It’s a treat to
introduce award-winning, multi-published Lois Winston on this week’s blog. As
you’ll see from her bio, Lois has a great deal of experience to share not only
through her work as an author but as a literary agent.
USA
Today
bestselling and award-winning author Lois Winston writes mystery, romance,
romantic suspense, chick lit, women’s fiction, children’s chapter books, and
nonfiction under her own name and her Emma Carlyle pen name. Kirkus Reviews dubbed her critically
acclaimed Anastasia Pollack Crafting Mystery series, “North Jersey’s more
mature answer to Stephanie Plum.” In addition, Lois is an award-winning craft
and needlework designer who often draws much of her source material for both
her characters and plots from her experiences in the crafts industry. Visit
Lois/Emma at www.loiswinston.com and Anastasia at the
Killer Crafts & Crafty Killers blog, www.anastasiapollack.blogspot.com. Follow everyone on
Tsu at www.tsu.co/loiswinston, on Pinterest at www.pinterest.com/anasleuth, and onTwitter at https://twitter.com/Anasleuth. Sign up for her
newsletter at https://www.MyAuthorBiz.com/ENewsletter.php?acct=LW2467152513
Lois’s excerpt from her book
offers some great insights to Dialogue and Narrative. Enjoy!
Being both a published author and
a literary agent has given me a unique perspective on publishing. I know what
it's like to be the writer whose only desire is to sell a novel, and I
know what it's like to have to crush someone's hopes with a rejection
letter. It wasn't until I started sending out those rejection letters that
I began to have a better understanding of why so many writers receive them.
As it turns out, most manuscripts
are rejected for one or more of ten basic reasons. Writers have control
over some of these reasons but not all of them. Over the years I’ve given
writing workshops and talks on this topic. Afterwards, many attendees often
urged me to write a book on the subject, which I eventually did. Top Ten Reasons Your Novel is
Rejected and How to Avoid Them shows writers how they can
control more of their destiny by not falling prey to many of these
reasons. The following is an excerpt from the book:
Dialogue and Narrative
Dialogue is one of two ways
authors can show their stories. The other is active narrative (scenes where stuff happens.) Well-written dialogue,
like well-written scenes, will do one of two things – either advance the plot
and/or tell the reader something essential about the characters. Poorly written
dialogue reads like filler and bores readers.
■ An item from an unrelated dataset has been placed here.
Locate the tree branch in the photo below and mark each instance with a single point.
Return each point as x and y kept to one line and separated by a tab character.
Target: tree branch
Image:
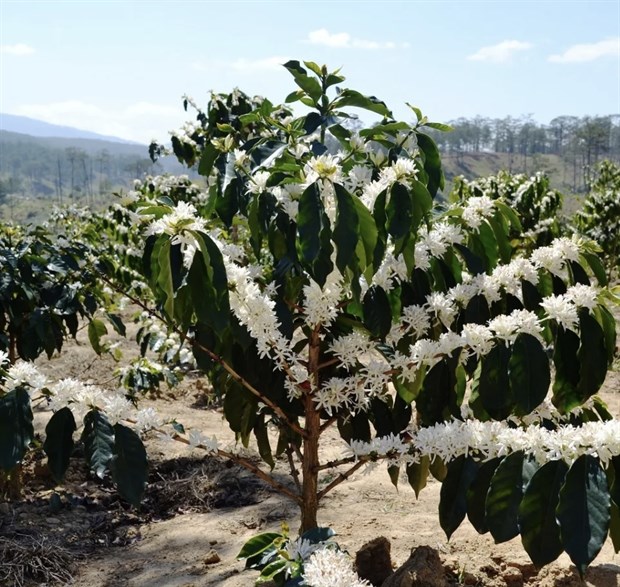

Although dialogue should sound
natural and realistic, it needs to be written crisply. We all speak with lots
of extraneous words and interjections. We constantly repeat ourselves. We uhm and uhr and stutter and stumble more often than not, unless we’re
members of Toastmasters or championship debaters. Even though these things are
natural and realistic in the real world, they have no place in dialogue. Good
dialogue shouldn’t make the reader want to shout, “Let’s get on with it. Spit
it out already!”
Dialogue should also be more than
just chitchat. It should cut to the chase, not be filled with banal
pleasantries.
Example
of a poorly written dialogue scene:
“Whatcha want, gorgeous?” said a
deep, gravely voice with a heavy Brooklyn accent. He sounded like Fran Drescher
on steroids.
What I’d
really like was two tickets to the ballet instead of two tickets to a
pro-wrestling musical extravaganza. Dave really hated the ballet as much as I
really hated pro-wrestling, but I couldn’t very well buy him something for his
birthday that he didn’t like or want, could I? Although, somehow I couldn’t see
him standing on line for even thirty seconds, let alone thirty minutes, to buy
ballet tickets for my birthday. I ran my fingers through my mass of curly red
hair and bit down on my lower lip as I wondered, did that mean I loved Dave
more than he loved me?
“Hey,
red, you like wanna stop like mooning over The Boulder’s tight ass and like
tell me whatcha want?” continued the male counterpart of Fran Drescher in a
loud, booming voice. I noticed several people turn toward the ticket counter.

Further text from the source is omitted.